Thursday, May 12, 2011

Making Sense of It All

At a certain point in our lives, we'll ask those difficult questions: "What is the meaning of life?  Why do bad things happen to good people?  Why does living have to hurt so much?  Why was I put on this earth in this place in this time with these circumstances?"

These questions generally crop up when we're going through something difficult.  The death of a loved one.  Getting laid off or fired.  The loss of a cherished relationship.  A natural catastrophe.

We'll all searching and that's why I believe Science Fiction is such a widely read genre.  Sci-fi universes allow us to explore the themes, the what ifs, and look at ourselves as the ridiculous ants that we are.

The Tree Called Human: "You spoke a moment ago as if you believed that human beings have actually achieved intelligence.  I think not.  I think they have found a way to fake intelligence".


Hive Queen: "Self-delusion?"


The Tree:  "Even at their best, they never as individuals never rise beyond the level of manual laborers.  Who among them has the time to become intelligent?  Not one.  They never know anything.  They don't have enough years in their little lives to come to an understanding of anything at all and yet they think they understand.  From earliest childhood, they delude themselves into thinking they comprehend the world when really all that is going on is that they've got some primitive assumptions and prejudices.  As they get older, they learn a more elevated vocabulary in which to express their mindless pseudo-knowledge and bully other people into accepting their prejudices as if they were Truth, but it all amounts to the same thing--individually, human beings are all dolts".
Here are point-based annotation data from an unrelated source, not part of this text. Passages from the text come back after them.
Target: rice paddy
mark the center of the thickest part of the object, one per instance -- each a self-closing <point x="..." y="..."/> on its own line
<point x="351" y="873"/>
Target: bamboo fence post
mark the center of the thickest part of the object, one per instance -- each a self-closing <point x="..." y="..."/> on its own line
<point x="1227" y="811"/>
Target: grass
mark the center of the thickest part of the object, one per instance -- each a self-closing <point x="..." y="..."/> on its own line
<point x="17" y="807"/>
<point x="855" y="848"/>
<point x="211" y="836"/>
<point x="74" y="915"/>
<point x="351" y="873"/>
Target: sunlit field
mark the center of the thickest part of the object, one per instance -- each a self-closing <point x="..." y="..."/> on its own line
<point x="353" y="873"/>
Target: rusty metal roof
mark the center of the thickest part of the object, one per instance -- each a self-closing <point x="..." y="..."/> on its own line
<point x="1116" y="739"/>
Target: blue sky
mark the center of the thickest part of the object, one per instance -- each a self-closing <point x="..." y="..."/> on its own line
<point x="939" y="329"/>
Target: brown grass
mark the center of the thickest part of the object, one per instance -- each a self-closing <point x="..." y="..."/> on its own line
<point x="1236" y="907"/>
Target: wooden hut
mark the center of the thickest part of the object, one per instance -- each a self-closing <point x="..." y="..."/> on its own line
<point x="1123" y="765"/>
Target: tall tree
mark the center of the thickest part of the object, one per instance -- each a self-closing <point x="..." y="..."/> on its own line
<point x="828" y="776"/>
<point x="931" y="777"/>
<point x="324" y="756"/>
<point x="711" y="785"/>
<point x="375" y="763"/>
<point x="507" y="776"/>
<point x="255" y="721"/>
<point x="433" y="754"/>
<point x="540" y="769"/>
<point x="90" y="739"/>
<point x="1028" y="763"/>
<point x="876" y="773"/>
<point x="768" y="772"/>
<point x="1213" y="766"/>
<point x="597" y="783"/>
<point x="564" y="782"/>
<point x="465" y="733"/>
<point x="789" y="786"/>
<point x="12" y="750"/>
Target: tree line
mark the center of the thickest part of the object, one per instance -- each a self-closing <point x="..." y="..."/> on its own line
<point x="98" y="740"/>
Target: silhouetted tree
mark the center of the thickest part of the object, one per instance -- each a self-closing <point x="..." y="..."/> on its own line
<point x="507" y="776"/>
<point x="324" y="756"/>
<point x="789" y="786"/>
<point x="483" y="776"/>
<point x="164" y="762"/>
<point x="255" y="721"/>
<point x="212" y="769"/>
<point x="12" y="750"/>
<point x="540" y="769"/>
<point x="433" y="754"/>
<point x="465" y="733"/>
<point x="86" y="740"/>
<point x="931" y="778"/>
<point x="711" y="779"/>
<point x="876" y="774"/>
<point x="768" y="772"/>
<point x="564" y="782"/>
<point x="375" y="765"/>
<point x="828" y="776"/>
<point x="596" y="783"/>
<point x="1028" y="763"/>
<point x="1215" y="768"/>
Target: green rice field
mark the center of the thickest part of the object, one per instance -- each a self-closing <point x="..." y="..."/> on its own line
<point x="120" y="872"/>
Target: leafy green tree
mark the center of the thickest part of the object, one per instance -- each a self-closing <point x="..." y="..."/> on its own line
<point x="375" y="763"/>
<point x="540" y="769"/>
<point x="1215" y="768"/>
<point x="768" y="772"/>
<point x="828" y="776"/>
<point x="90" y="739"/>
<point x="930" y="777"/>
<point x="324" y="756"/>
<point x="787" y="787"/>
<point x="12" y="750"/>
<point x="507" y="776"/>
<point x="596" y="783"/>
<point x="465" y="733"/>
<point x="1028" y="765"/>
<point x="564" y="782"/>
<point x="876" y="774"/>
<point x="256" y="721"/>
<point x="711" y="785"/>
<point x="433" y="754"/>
Hive Queen: "While collectively?"


The Tree:  "Collectively, they are a collection of dolts.  In all their scurrying around and pretending to be wise, throwing out idiotic, half-understood theories about this and that, one or two of them will come up with some idea that is just a little bit closer to the truth than what was already known and in a sort of fumbling trial and error, about half  the time, the truth actually rises to the top and becomes accepted by people who still don't understand it.  They simply adopt it as a new prejudice to be trusted blindly until the next dolt accidentally comes up with an improvement".
  
Hive Queen: "So you are saying that no one is ever individually intelligent and groups are even stupider than individuals and yet by keeping so many fools engaged in pretending to be intelligent, they still come up with some of the same results that an intelligent species would come up with?"


The Tree: "Exactly".


Hive Queen: "If they are so stupid and we're so intelligent, why do we have only one hive, which thrives here because a human being carried us and why have you been so utterly dependent on them for every technical and scientific advance that you make?"


The Tree Called Human: "Maybe intelligence isn't all it's cracked up to be."

Are we asking ourselves the big questions?  Are our employees?  Can we as a group of dolts accidentally stumble upon something a little closer to the truth?